If you need to build an image gallery or slideshow for a Concrete5 site, I’ve made some boilerplate code available that handles all of the editing and database infrastructure so you can concentrate on implementing the front-end (usually a jquery image gallery or slideshow plugin). The code is available here:

C5 Designer Gallery on GitHub

Read on for details and instructions on how to use it, using the Flex Slider as an example…

Installation

If you scroll down the github page, you will find instructions for customizing this package for your own use. In this blog post I’ll show you an example using the Flex Slider jQuery plugin. If you have a decent understanding of html, css, and javascript, you should be able to figure out how to use this boilerplate package code to implement any javascript or jquery gallery/slideshow plugin.

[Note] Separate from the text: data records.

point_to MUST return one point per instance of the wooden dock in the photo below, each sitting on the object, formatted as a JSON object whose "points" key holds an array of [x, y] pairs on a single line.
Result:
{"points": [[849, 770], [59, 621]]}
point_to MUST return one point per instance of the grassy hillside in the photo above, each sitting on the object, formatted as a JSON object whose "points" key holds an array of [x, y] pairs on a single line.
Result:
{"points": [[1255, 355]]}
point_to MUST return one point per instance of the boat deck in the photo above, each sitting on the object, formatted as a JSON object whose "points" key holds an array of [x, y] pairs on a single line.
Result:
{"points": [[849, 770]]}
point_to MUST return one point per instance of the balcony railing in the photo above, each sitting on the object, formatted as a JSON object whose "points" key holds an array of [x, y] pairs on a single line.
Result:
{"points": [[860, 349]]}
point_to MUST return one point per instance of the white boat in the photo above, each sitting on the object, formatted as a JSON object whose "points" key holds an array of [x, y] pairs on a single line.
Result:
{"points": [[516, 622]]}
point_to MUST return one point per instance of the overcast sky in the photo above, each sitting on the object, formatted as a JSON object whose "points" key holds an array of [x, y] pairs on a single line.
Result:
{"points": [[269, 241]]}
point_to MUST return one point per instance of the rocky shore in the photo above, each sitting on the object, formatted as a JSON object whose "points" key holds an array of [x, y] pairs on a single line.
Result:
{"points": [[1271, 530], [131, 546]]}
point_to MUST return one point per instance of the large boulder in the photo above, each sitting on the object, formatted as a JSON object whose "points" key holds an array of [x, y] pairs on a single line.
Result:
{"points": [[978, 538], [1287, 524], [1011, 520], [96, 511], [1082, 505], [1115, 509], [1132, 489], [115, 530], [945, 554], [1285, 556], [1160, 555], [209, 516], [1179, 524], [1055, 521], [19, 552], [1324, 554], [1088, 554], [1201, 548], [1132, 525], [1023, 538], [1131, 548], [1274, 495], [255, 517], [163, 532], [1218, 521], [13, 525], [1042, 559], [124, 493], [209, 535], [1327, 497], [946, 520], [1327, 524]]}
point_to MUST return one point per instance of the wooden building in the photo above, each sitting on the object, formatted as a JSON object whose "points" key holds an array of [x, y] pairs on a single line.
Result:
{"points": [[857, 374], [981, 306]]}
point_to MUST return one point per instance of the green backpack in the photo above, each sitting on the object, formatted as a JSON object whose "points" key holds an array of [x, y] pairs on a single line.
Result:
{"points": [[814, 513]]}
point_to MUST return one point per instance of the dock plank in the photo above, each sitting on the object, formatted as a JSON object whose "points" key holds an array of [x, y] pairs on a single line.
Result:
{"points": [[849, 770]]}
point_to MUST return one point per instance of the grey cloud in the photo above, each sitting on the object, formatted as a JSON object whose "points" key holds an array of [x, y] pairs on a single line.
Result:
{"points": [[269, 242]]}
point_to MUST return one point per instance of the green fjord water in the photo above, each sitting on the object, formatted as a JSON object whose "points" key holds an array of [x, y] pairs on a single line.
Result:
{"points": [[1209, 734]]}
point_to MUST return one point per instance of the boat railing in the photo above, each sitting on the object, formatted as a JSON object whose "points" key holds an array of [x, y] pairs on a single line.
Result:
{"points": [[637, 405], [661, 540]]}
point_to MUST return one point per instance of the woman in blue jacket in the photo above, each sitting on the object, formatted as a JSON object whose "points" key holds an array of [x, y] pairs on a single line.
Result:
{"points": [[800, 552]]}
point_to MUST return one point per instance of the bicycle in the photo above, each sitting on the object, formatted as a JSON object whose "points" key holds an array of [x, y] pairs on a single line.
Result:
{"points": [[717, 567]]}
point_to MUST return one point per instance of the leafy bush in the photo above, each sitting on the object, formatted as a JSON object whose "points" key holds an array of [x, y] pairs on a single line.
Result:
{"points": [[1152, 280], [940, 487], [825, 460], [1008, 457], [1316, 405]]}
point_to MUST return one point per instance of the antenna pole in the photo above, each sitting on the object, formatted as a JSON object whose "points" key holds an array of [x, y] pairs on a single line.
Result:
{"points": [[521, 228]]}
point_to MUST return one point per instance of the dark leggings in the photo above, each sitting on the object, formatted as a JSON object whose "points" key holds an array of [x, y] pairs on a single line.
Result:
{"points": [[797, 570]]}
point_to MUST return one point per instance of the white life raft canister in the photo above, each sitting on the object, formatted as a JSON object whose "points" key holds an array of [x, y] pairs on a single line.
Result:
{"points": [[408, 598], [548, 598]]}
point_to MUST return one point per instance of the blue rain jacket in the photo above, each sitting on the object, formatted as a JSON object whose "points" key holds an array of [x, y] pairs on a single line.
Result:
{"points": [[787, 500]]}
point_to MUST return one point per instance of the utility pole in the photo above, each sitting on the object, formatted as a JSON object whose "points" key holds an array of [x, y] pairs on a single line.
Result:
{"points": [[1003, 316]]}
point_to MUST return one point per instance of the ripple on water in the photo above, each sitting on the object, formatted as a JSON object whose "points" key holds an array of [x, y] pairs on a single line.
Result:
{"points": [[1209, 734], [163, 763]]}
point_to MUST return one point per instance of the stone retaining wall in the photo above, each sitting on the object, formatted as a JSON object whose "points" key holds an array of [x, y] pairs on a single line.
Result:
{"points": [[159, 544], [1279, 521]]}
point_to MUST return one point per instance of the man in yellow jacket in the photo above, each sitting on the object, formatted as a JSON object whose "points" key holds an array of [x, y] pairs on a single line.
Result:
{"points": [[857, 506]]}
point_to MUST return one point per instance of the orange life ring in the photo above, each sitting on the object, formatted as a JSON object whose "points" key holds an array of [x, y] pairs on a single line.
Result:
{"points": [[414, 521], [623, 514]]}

First, download the package by clicking the “ZIP” button at the top of the github page.

github download link
github download link

Unzip the downloaded file, and inside the extracted directory you should see a packages folder. Inside this folder is another folder called designer_gallery. Move this designer_gallery folder into your site’s packages directory.

You can install the package via Dashboard -> Add Functionality, and see it in action. But out of the box it doesn’t provide much in the way of a front-end (just an unstyled list of images and titles from the chosen file set). We’re going to modify the code in a few places, and then implement the “Flex Slider” jquery plugin as our front-end.

Configure the Back-End

Next, follow the steps outlined in the README (go back to the C5 Designer Gallery github page and scroll down to the “Customization Steps” section). Note that step 1 (uninstalling the package) only applies if you installed it after downloading.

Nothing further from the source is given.